Source: Bloomberg; Between 1925 and 1939.

Figure 2. Nominal Federal Government Expenditures, Revenues, and Surplus/Deficit (1929-39)

Source: Federal government expenditures, revenues, and surplus/deficit are series Ea584, Ea585, and Ea586 from Wallis (2006, pp. 5-80 and 5-81).

Conclusion – Fire All Bazookas

Our over-riding sense is that it was the combination of determined monetary and fiscal stimulus applied simultaneously that really made the difference. Interestingly, there is no real scholarly consensus about the precedence of monetary or fiscal policy as the key ingredient of the recovery. Maynard Keynes himself visited the White House in 1934 and urged the President to maximise all possible government spending financed by loans, not by taxes – i.e. to increase the money supply. While M1 money growth did indeed accelerate from a 13% contraction in 1932 to over 10% growth in 1934-36, the government deficit was modest throughout the 1930s by today’s standards, being between 2% and 4% in nearly every year.

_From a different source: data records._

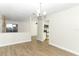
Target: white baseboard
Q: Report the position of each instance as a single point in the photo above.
(73, 52)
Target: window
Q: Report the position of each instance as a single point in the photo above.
(11, 27)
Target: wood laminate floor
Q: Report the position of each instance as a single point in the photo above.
(34, 48)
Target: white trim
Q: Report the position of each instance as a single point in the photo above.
(76, 53)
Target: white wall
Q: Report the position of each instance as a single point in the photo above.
(23, 26)
(14, 38)
(33, 26)
(64, 29)
(0, 24)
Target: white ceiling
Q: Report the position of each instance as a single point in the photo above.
(21, 9)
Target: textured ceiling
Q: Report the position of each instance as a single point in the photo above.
(21, 9)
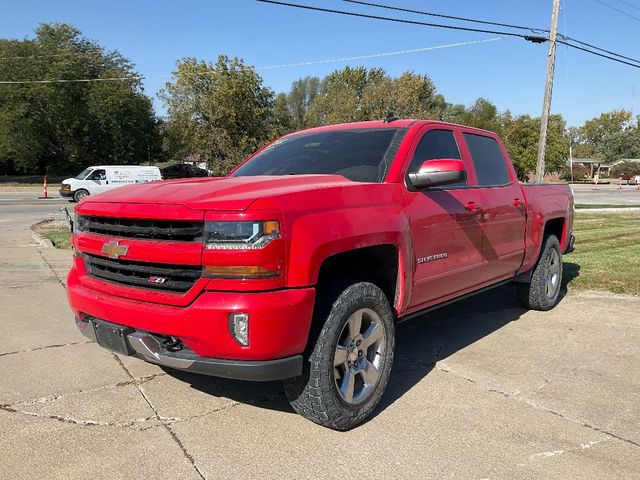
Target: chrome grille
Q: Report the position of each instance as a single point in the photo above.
(172, 230)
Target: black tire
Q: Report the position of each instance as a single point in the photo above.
(315, 394)
(80, 194)
(542, 293)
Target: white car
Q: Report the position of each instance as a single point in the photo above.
(100, 178)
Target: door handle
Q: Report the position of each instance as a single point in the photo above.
(473, 207)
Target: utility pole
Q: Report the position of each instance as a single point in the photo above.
(548, 89)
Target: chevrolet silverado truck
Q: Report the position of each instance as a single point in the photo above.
(298, 264)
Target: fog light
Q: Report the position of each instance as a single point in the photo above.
(239, 327)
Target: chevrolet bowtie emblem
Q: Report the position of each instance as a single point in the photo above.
(114, 249)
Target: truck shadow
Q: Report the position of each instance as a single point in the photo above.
(420, 344)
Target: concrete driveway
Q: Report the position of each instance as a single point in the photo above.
(481, 389)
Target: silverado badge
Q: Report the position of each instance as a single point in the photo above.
(114, 249)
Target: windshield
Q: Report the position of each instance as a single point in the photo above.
(84, 174)
(361, 155)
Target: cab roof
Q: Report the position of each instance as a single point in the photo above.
(401, 123)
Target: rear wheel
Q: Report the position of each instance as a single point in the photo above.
(543, 291)
(80, 194)
(349, 365)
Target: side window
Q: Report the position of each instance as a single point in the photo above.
(435, 144)
(98, 175)
(488, 160)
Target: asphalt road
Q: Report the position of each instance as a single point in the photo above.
(480, 389)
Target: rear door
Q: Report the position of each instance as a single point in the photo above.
(502, 207)
(445, 229)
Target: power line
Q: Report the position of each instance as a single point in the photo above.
(377, 55)
(70, 80)
(399, 20)
(629, 4)
(585, 44)
(39, 56)
(599, 54)
(450, 17)
(267, 67)
(535, 39)
(617, 10)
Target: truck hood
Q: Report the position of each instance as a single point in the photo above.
(223, 193)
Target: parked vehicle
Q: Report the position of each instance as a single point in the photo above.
(183, 170)
(101, 178)
(299, 263)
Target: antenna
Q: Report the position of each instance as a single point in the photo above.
(390, 117)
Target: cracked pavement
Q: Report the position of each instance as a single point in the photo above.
(480, 389)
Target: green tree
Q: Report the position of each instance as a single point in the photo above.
(220, 111)
(521, 136)
(60, 127)
(609, 137)
(360, 94)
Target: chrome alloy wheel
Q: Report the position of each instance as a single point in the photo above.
(551, 273)
(359, 356)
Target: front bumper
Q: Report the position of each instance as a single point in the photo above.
(278, 326)
(148, 347)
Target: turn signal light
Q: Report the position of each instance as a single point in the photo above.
(239, 271)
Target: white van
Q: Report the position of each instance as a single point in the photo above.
(101, 178)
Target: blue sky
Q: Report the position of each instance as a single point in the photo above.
(509, 72)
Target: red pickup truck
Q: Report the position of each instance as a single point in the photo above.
(298, 264)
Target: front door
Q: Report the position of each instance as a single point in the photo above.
(446, 228)
(503, 208)
(98, 181)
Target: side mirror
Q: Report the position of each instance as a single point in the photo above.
(434, 173)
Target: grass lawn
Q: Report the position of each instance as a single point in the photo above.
(607, 253)
(584, 206)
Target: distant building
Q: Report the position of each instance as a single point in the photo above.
(195, 160)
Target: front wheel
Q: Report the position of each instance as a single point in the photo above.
(543, 291)
(349, 366)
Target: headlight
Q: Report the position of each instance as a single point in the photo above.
(240, 235)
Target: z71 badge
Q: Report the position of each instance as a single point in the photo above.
(431, 258)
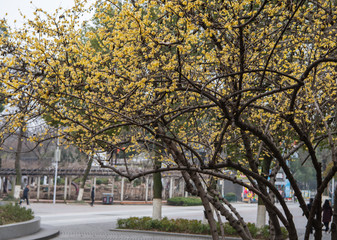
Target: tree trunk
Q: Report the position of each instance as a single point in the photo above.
(84, 179)
(261, 214)
(334, 219)
(157, 192)
(17, 186)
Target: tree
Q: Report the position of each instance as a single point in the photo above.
(214, 84)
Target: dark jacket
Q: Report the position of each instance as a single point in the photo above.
(327, 214)
(92, 193)
(25, 192)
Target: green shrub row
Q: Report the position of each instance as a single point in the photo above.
(188, 226)
(14, 213)
(165, 225)
(184, 201)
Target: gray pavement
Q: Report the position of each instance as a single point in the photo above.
(81, 221)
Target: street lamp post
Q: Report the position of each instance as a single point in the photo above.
(57, 159)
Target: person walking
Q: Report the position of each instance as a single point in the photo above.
(92, 196)
(25, 195)
(327, 214)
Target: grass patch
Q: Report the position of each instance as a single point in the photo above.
(188, 226)
(184, 201)
(14, 213)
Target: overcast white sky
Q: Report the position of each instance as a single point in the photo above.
(12, 8)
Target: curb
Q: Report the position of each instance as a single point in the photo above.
(196, 236)
(16, 230)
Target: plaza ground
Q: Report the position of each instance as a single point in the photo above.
(81, 221)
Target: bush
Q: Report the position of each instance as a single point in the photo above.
(100, 181)
(165, 225)
(184, 201)
(14, 213)
(189, 226)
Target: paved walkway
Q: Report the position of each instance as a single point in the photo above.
(80, 221)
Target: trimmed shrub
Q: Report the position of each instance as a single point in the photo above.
(184, 201)
(181, 225)
(14, 213)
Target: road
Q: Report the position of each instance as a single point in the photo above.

The three key lessons seem to be: 1) deploy every weapon in your arsenal to avoid deflationary slump; 2) re-jigging existing government spending to provide incomes for those with high marginal propensity to consume can provide a high multiplier fiscal boost, so very large deficits are not necessary; 3) keep applying the stimulus long after the crisis – the policy tightening of 1937 prompted a mini-depression and is widely seen as a mistake.

Let’s hope policymakers today can muster similar levels of conviction as FDR. We could all use some optimism.